The following question is from David Griffiths' Introduction to Quantum Mechanics:
Problem 2.13 A particle in the harmonic oscillator potential starts out in the state
$$\Psi(x,0) = A[3 \psi_0(x) + 4 \psi_1(x)]\,.$$
(a) Find $A$.(b) Construct $\Psi(x,t)$ and $|\Psi(x,t)|^2$.
Part (b) asks to construct the general solution from the instance at time $t = 0$.
The strategy given in the book is to add the time dependence to each stationary state, forming a general solution:
To fit $\Psi(x,0)$ you write down the general linear combination of these solutions:
$$
\Psi(x,0)=\sum_{n=1}^\infty c_n\psi_n(x):\tag{2.16}
$$
the miracle is that you can *always match the specified initial state by appropriate choice of the constants $c_1,c_2,c_3,\ldots$. To construct $\Psi(x,t)$ you simply tack onto each term its characteristic time dependence, $e^{-iE_nt/\hbar}$:
$$
\Psi(x,t)=\sum_{n=1}^\infty c_n\psi_n(x) e^{-iE_nt/\hbar}=\sum_{n=1}^\infty c_n\Psi_n(x,t).\tag{2.17}
$$
I'm not sure, however, about how we can guarantee that two solutions $ {\psi_1}$ and $ {\psi_2}$ to the time-dependent equation don't have $ {\psi_1(x,0)} = {\psi_2(x,0)}$. If we can't guarantee this, then how do we know that the solution found by Griffiths' method is unique?
Best Answer
I interpret that your question basically asks how do we know that the time-dependent Schrödinger equation with an initial condition has a unique solution.
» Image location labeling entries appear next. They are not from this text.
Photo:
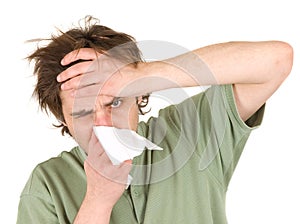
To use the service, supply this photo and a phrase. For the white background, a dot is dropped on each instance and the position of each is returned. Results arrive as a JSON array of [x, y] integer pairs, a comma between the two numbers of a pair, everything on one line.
[[265, 186]]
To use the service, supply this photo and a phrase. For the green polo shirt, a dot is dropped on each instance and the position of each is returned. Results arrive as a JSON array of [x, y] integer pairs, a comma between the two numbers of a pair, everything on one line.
[[202, 140]]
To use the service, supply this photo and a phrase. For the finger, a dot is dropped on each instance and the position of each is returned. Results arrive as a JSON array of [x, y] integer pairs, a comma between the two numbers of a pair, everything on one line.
[[75, 70], [95, 148], [82, 53]]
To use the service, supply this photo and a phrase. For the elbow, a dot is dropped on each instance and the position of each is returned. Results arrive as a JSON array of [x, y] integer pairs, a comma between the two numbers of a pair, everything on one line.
[[284, 60]]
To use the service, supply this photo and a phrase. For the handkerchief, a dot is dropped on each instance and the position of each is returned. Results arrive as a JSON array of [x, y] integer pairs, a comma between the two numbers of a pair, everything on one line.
[[122, 144]]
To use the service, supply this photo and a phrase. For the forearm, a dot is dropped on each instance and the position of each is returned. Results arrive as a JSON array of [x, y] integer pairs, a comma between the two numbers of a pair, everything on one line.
[[225, 63]]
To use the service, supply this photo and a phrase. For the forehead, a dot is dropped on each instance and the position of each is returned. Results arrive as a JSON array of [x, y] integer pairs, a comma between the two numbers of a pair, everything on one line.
[[70, 101]]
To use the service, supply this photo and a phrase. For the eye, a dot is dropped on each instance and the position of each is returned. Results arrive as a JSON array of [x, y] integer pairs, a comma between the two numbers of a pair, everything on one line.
[[81, 113], [116, 103]]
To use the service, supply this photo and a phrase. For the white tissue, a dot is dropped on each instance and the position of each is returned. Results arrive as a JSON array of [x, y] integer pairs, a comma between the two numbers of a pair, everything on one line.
[[122, 144]]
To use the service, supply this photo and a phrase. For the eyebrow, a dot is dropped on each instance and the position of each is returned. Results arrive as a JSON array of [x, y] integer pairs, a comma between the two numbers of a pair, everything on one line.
[[112, 101], [81, 113]]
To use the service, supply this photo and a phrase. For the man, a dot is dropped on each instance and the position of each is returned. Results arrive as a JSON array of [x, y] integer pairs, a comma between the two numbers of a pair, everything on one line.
[[94, 76]]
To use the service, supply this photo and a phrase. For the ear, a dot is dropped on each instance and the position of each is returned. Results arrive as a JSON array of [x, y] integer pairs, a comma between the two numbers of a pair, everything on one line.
[[139, 99]]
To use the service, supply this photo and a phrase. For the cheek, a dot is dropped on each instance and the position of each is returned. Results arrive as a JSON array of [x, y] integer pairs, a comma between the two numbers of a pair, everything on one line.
[[125, 117]]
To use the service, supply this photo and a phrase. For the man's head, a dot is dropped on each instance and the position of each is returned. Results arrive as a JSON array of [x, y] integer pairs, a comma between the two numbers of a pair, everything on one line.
[[48, 60]]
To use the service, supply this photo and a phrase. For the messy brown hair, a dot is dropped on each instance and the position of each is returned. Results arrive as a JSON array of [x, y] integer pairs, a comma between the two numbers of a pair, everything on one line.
[[47, 60]]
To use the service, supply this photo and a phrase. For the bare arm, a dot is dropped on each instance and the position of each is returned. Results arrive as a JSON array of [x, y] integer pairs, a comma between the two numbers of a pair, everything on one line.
[[256, 70]]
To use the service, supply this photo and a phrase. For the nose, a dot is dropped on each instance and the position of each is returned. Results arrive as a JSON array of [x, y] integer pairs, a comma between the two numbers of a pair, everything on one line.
[[103, 118]]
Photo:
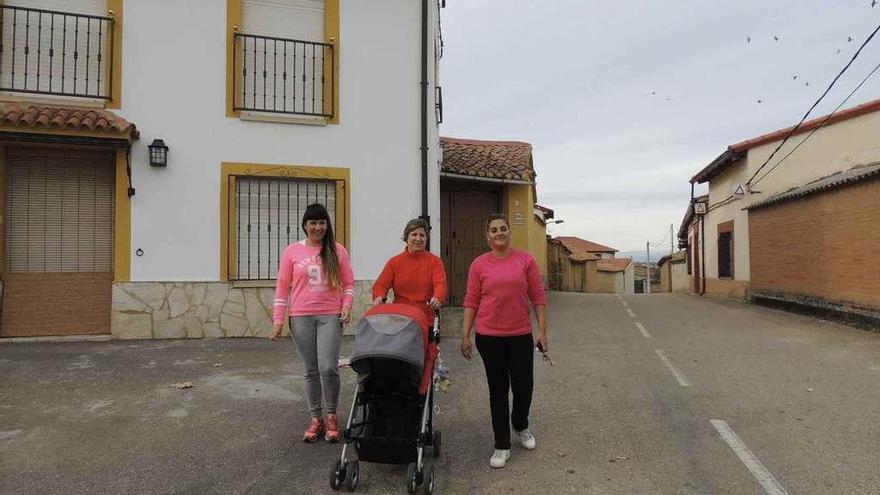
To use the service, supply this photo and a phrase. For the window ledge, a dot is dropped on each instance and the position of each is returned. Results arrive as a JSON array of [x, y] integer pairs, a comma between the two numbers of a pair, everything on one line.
[[250, 284], [282, 119]]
To show this, we use a common method for showing the uniqueness of a solution to a linear differential equation: we show that if two answers are the same at one point, then their difference is constant $0$.
The time-dependent Schrödinger equation is linear; that means that if $\Psi_1$ and $\Psi_2$ are solutions to the time-dependent Schrödinger equation, then so is $\alpha_1 \Psi_1 + \alpha_2 \Psi_2$ for any $\alpha_1, \alpha_2$. In particular, $\Psi=\Psi_1-\Psi_2$ is a solution. So we have $$ -i\hbar \partial_t \Psi = \hat{H} \Psi,\quad\Psi(0)=0 $$ Now we get $$ \begin{align*} \partial_t \langle\Psi, \Psi\rangle &= \langle\partial_t \Psi, \Psi\rangle + \langle\Psi, \partial_t \Psi\rangle \\ &= \langle \frac{i}{\hbar} \hat{H} \Psi, \Psi \rangle + \langle \Psi, \frac{i}{\hbar} \hat{H} \Psi\rangle \\ = & -\frac{i}{\hbar}\langle\hat{H}\Psi,\Psi\rangle + \frac{i}{\hbar} \langle \Psi, \hat{H} \Psi\rangle \\ &= -\frac{i}{\hbar}\langle\Psi,\hat{H}\Psi\rangle + \frac{i}{\hbar} \langle \Psi, \hat{H} \Psi\rangle \\ &= 0, \end{align*} $$ where the next-to-last equation is due to the fact that the Hamiltonian is Hermitian. So now we have a differential equation for the real function $f$ defined by $f(t) \equiv \langle\Psi(t),\Psi(t)\rangle$, $$ \partial_t f = 0 \, . $$ Zero derivative means that $f(t)$ is a constant. Therefore, $$f(t)=f(0)=\left<\Psi(0),\Psi(0)\right>=0 \, .$$ Therefore, $\Psi=0$, so $\Psi_1=\Psi_2$.